Facebook nomme un censeur israélien (qui a incité au génocide des Palestiniens) à son conseil de surveillance (The Electronic Intifada)

Facebook a engagé l’ancienne directrice générale du ministère de la justice israélien comme membre de son nouveau conseil de surveillance.

Cet organe déterminera effectivement les contenus à censurer ou à autoriser sur la plateforme de médias sociaux.

Emi Palmor a dirigé le ministère de la justice de 2014 qu’elle ait été démise de ses fonctions l’année dernière.

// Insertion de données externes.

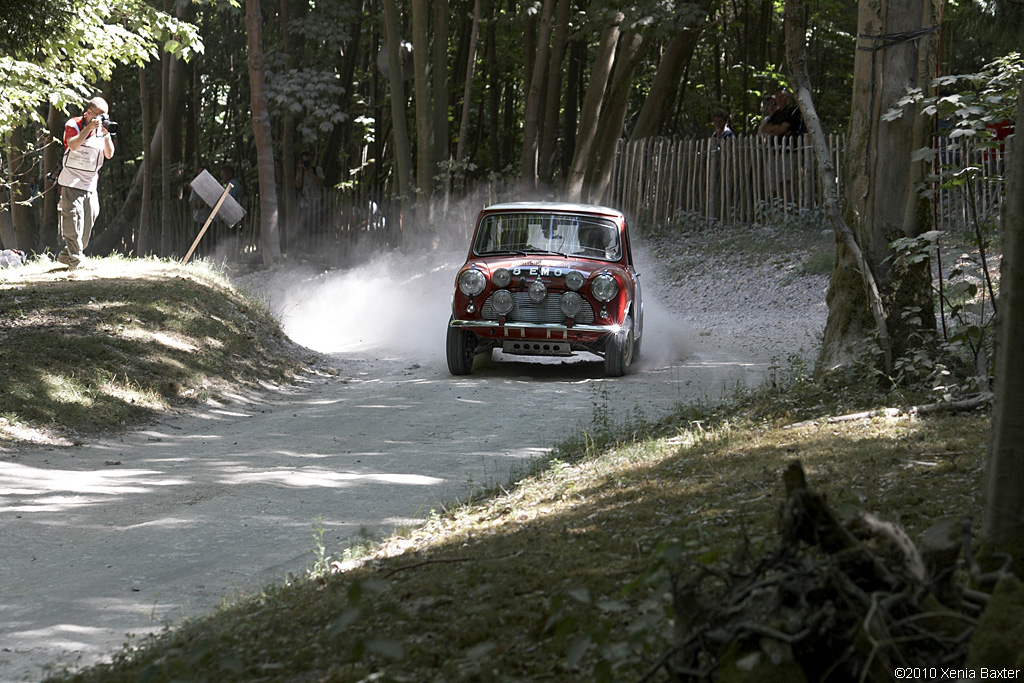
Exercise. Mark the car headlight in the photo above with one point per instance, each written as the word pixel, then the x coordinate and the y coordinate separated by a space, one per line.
pixel 604 288
pixel 573 280
pixel 571 304
pixel 502 301
pixel 502 278
pixel 471 282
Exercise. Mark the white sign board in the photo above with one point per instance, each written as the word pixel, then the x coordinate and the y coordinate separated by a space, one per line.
pixel 210 190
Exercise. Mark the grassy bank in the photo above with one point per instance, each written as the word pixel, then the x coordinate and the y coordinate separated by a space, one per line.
pixel 121 341
pixel 563 577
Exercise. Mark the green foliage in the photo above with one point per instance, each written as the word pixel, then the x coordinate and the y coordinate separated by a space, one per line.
pixel 954 359
pixel 25 25
pixel 68 66
pixel 969 102
pixel 310 96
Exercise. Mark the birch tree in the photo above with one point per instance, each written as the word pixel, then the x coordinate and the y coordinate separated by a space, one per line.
pixel 1004 492
pixel 896 48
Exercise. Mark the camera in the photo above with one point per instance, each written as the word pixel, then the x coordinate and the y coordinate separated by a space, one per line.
pixel 111 126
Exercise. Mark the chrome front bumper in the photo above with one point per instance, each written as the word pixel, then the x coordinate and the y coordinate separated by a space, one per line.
pixel 554 331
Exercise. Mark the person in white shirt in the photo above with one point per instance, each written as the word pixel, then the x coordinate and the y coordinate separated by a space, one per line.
pixel 87 143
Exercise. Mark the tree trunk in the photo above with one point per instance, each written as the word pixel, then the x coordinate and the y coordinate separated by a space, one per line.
pixel 660 99
pixel 49 231
pixel 537 86
pixel 166 112
pixel 118 236
pixel 440 85
pixel 26 230
pixel 289 218
pixel 402 155
pixel 599 170
pixel 269 237
pixel 142 245
pixel 467 91
pixel 591 111
pixel 424 112
pixel 552 100
pixel 846 240
pixel 1004 521
pixel 882 200
pixel 494 89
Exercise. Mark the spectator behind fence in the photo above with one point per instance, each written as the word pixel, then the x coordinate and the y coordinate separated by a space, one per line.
pixel 88 142
pixel 200 210
pixel 721 123
pixel 783 125
pixel 309 190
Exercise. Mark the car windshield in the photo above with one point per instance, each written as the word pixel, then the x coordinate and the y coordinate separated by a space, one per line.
pixel 539 232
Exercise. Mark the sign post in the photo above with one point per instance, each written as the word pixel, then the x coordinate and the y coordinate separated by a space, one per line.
pixel 219 200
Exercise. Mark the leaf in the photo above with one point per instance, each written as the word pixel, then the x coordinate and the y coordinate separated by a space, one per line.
pixel 578 648
pixel 386 647
pixel 346 619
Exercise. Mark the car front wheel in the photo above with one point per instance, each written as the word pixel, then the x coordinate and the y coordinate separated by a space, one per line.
pixel 460 347
pixel 619 351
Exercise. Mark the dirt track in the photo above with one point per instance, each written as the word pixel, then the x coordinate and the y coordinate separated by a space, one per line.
pixel 122 535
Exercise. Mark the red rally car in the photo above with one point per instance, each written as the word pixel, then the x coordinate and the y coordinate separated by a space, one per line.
pixel 547 279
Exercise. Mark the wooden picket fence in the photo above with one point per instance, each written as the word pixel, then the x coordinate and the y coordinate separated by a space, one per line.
pixel 655 181
pixel 751 178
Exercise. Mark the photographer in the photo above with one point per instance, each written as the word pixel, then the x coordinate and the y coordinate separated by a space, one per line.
pixel 309 191
pixel 88 142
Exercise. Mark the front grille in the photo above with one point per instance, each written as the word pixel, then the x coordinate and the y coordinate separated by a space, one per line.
pixel 524 310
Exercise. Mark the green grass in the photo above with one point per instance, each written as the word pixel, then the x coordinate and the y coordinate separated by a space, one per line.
pixel 105 347
pixel 562 577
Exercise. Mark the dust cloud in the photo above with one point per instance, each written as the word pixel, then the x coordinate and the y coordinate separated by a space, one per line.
pixel 393 303
pixel 398 304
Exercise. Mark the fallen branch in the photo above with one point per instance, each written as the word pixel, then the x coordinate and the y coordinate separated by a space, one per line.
pixel 927 409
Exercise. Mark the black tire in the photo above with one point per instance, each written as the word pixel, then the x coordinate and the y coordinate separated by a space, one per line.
pixel 619 351
pixel 460 347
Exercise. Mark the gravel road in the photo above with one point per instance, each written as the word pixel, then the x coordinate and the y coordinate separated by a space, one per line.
pixel 125 535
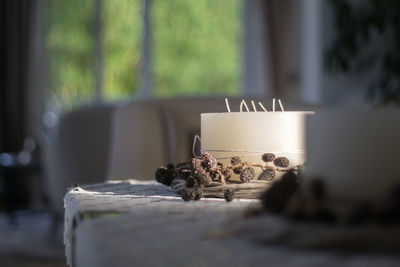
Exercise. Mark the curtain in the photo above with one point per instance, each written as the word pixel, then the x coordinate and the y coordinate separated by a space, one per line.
pixel 21 71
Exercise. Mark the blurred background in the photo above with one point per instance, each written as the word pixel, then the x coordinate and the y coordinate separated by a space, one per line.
pixel 69 69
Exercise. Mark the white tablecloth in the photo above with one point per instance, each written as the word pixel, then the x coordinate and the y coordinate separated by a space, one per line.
pixel 159 229
pixel 141 197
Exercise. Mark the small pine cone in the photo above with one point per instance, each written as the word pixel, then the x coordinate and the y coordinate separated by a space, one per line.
pixel 229 195
pixel 178 185
pixel 213 175
pixel 236 160
pixel 268 157
pixel 237 170
pixel 220 166
pixel 196 165
pixel 198 193
pixel 202 179
pixel 227 173
pixel 191 181
pixel 282 162
pixel 164 175
pixel 209 162
pixel 267 175
pixel 184 173
pixel 247 174
pixel 188 194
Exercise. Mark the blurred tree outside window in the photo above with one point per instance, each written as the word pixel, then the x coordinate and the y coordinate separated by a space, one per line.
pixel 196 49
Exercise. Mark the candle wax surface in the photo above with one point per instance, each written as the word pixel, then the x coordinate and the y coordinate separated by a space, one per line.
pixel 250 134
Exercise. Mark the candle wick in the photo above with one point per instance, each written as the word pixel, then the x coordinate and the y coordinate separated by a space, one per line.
pixel 254 106
pixel 196 137
pixel 280 104
pixel 262 106
pixel 227 105
pixel 273 104
pixel 245 105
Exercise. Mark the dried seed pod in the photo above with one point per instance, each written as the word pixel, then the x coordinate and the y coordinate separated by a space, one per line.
pixel 191 181
pixel 184 173
pixel 229 195
pixel 178 185
pixel 268 157
pixel 202 179
pixel 247 174
pixel 282 162
pixel 227 173
pixel 188 194
pixel 165 174
pixel 220 166
pixel 209 162
pixel 267 175
pixel 198 193
pixel 237 170
pixel 236 160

Sous sa direction, le ministère israélien de la justice "a demandé à Facebook de censurer le discours légitime des défenseurs des droits de l’homme et des journalistes parce qu’il était jugé politiquement indésirable", ont déclaré ce mois-ci des groupes de la société civile palestinienne.

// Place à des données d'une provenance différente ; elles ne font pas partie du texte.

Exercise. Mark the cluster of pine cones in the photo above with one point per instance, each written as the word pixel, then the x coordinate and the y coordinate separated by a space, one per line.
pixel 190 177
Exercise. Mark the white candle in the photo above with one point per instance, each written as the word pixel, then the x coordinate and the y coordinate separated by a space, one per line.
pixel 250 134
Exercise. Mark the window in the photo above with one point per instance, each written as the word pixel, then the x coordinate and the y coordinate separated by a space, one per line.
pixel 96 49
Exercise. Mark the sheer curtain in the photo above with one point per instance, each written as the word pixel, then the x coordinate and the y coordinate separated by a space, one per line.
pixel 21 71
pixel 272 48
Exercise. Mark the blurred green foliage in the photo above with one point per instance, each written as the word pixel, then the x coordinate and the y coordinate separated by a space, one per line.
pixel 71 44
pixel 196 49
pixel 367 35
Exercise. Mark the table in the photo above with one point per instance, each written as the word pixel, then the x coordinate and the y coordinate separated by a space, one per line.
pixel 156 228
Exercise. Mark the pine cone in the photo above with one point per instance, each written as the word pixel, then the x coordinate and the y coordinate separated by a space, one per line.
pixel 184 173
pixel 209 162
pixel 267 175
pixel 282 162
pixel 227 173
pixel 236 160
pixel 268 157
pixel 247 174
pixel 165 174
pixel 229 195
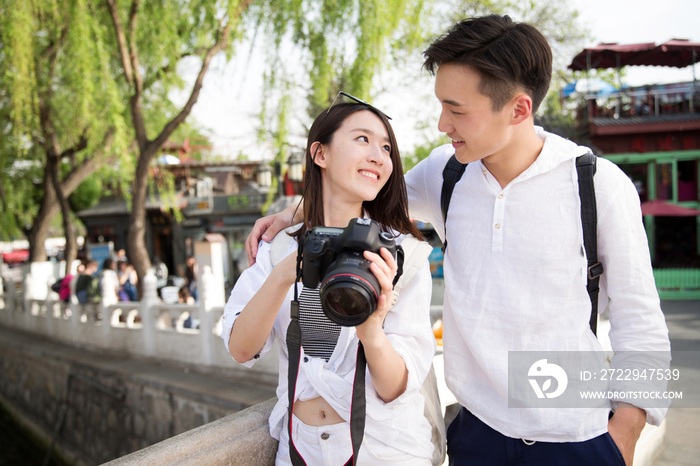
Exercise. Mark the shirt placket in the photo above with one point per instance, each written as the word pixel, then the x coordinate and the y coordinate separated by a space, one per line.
pixel 499 207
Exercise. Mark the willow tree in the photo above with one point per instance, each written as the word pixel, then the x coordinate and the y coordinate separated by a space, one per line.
pixel 65 114
pixel 153 37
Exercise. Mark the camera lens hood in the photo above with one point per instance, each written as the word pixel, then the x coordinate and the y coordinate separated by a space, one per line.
pixel 347 299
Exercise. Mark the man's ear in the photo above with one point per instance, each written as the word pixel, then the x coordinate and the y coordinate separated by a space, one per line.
pixel 318 154
pixel 522 108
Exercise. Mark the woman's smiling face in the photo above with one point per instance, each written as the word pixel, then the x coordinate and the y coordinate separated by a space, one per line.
pixel 357 163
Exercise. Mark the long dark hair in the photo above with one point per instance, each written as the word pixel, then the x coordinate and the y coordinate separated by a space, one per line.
pixel 389 208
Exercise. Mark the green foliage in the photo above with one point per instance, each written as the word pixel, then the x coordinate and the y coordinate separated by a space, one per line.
pixel 87 194
pixel 343 45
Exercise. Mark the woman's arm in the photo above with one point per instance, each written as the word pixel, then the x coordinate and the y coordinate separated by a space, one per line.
pixel 254 324
pixel 386 367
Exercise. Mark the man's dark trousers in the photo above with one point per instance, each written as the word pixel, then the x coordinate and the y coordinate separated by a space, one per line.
pixel 470 442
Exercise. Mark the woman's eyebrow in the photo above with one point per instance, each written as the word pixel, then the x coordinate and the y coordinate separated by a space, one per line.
pixel 369 131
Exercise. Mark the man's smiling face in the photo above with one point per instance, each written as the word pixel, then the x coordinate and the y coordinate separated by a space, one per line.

Les groupes ont condamné la sélection de Palmor par Facebook, mettant en garde contre son rôle potentiel dans le musellement de la liberté d’expression et la censure des défenseurs des droits de l’homme, en particulier les voix palestiniennes, arabes et musulmanes sur la plateforme.

La Palestine Digital Rights Coalition, le Conseil des organisations palestiniennes des droits de l’homme et le Réseau des organisations non gouvernementales palestiniennes demandent instamment à Facebook de "considérer les graves conséquences que l’élection d’Emi Palmor pourrait avoir en particulier sur les défenseurs des droits de l’homme palestiniens et sur la liberté d’expression en ligne pour la défense des droits des Palestiniens".

Qui est Emi Palmor ?

L’époque de Palmor en tant que haut fonctionnaire du ministère de la justice israélien a coïncidé avec le mandat d’Ayelet Shaked en tant que ministre.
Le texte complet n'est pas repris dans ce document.